Brink, who joined CMU in February 2020, about a month before the pandemic struck, writes stories about students, alumni, faculty and guest speakers for the IPS website, and runs the institute’s social media accounts. He visited the D.C. interns before COVID-19 shut everything down.
“I got to see the offices right on Capitol Hill, right next to the Supreme Court. The students live on the H Street corridor for one semester. They intern at think tanks, government agencies and Congress. It’s a pretty cool setup,” he said.
“If you want to study international affairs and politics, this is the place to do it.”
Brink also helps with media requests for faculty, which kept him extremely busy during the presidential election last year.
“I love interacting with the students and faculty. They’re all so talented and driven,” he said. “That sounds cliché, but it’s true. I get to talk to people like Dani Nedal about nuclear proliferation, and that takes what I’ve read in The New York Times about the Iran deal and adds nine layers of context to it. I get to learn from people who are experts in their fields.”
Brink, who “bounced around” as a child growing up from New York to New Jersey to Detroit to Maryland, moved to Pittsburgh in 2010 to join the Post-Gazette as a summer intern after graduating from the University of Notre Dame, where he majored in history with a minor in journalism.
Less than a year later, after covering high school golf and tennis, and “whatever they needed help with,” he began covering the Pirates on a full-time basis and remained on the Pirates beat for about nine years.
Former Pittsburgh Pirates catcher Francisco Cervelli interviews Bill Brink at PNC Park.
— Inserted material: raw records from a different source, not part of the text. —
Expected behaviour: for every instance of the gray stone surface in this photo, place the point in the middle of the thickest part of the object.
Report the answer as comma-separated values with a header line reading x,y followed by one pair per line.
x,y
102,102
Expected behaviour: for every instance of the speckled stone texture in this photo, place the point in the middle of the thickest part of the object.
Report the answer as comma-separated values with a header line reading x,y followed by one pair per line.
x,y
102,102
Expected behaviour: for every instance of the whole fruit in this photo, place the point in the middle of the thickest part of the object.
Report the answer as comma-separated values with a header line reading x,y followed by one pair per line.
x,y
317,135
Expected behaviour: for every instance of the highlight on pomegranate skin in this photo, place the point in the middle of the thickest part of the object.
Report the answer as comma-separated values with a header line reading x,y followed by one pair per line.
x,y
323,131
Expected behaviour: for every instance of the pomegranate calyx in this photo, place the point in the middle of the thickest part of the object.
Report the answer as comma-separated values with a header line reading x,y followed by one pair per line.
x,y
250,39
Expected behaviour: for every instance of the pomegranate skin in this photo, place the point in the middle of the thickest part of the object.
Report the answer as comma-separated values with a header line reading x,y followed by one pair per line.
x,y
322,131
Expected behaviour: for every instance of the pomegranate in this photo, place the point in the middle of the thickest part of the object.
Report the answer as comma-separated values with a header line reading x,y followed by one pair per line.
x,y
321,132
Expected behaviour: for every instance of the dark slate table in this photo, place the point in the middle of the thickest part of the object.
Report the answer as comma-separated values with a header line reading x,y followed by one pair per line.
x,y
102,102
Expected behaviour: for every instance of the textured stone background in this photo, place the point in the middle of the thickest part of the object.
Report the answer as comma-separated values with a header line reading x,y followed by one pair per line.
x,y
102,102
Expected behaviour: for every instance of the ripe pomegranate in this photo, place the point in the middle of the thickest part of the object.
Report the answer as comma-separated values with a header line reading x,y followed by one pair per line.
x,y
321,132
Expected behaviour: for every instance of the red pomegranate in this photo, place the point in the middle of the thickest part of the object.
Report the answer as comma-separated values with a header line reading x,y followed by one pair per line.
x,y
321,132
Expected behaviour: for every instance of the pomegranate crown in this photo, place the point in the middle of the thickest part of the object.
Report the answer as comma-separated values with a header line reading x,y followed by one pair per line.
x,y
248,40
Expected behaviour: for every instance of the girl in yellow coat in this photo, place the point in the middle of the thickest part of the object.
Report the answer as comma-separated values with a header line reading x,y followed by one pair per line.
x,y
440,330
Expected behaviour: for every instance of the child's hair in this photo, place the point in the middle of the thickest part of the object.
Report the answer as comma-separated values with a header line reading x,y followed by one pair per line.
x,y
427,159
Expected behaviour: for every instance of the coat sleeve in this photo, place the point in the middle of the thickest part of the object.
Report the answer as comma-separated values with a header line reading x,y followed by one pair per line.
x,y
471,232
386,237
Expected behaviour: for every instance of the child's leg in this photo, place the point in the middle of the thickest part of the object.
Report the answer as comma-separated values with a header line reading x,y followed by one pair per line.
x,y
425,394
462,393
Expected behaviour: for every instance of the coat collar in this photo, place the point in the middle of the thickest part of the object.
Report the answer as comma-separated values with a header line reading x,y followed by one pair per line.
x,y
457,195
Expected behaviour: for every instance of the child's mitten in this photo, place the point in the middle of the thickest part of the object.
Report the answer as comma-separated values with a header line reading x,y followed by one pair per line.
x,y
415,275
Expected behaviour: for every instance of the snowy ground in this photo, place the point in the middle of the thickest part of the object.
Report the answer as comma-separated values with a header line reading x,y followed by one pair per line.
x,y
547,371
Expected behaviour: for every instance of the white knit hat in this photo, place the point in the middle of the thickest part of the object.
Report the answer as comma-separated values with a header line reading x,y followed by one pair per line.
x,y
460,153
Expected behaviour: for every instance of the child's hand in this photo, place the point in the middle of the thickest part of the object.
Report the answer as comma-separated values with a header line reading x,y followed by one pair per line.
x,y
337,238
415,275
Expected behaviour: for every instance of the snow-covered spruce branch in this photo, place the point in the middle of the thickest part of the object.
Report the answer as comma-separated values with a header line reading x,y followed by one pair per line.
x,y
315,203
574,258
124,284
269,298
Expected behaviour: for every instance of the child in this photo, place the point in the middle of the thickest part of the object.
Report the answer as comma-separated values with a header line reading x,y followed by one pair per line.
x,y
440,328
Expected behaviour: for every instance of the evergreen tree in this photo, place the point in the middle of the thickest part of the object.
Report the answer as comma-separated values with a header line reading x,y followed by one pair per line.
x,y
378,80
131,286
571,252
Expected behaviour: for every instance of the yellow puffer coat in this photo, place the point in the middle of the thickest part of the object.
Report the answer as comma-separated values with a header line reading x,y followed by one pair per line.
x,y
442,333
Wait! Shouldn't that be the other way around?
“Covering the Pirates was great, but it was nights and weekends and you’re on the road,” he said. “My wife was the one at home, walking the dog and doing things by herself. It was time for something different. It was time to be home more.”
From the time he was a child, he followed his parents’ lead and developed an interest in politics. They watched The West Wing together as a family. He voted for the first time in the 2008 presidential election.
“I like to read newspapers and the more I read about politics, the more I got interested in it,” Brink said. “I don’t want to be a politician, but if there’s some small way I can help a department educate the next generation of policymakers or diplomats, that would be a worthwhile cause.”
Brink said his current role with IPS and his previous one covering the Pirates share several similarities, including writing, of course, interviewing and finding those golden nuggets of information.
“... if there’s some small way I can help a department educate the next generation of policymakers or diplomats, that would be a worthwhile cause.”
“The skills you pick up interviewing ballplayers, coaches and executives translate,” he said. “If you listen to people talk enough, they might say something they don’t think much of, but it turns out to be something quite interesting.”
Being around the best in their field is another commonality.
“In baseball I was around the best in the world,” he said. “It was interesting to see their habits and routines and how they achieve and maintain greatness. At CMU, you’re around that caliber of individual regardless of the field they’re in. The drive, grit and compassion of students and faculty are very inspirational to be around.”
After a hectic 2020 that included a new job, getting adjusted to working from home, a new baby boy — their first child — and recently moving into a new home, Brink is excited to get back to campus this fall.
“We just got new offices on the third floor of Posner Hall, and I’ll be going in to get set up in a few days. I’m really looking forward to that,” he said.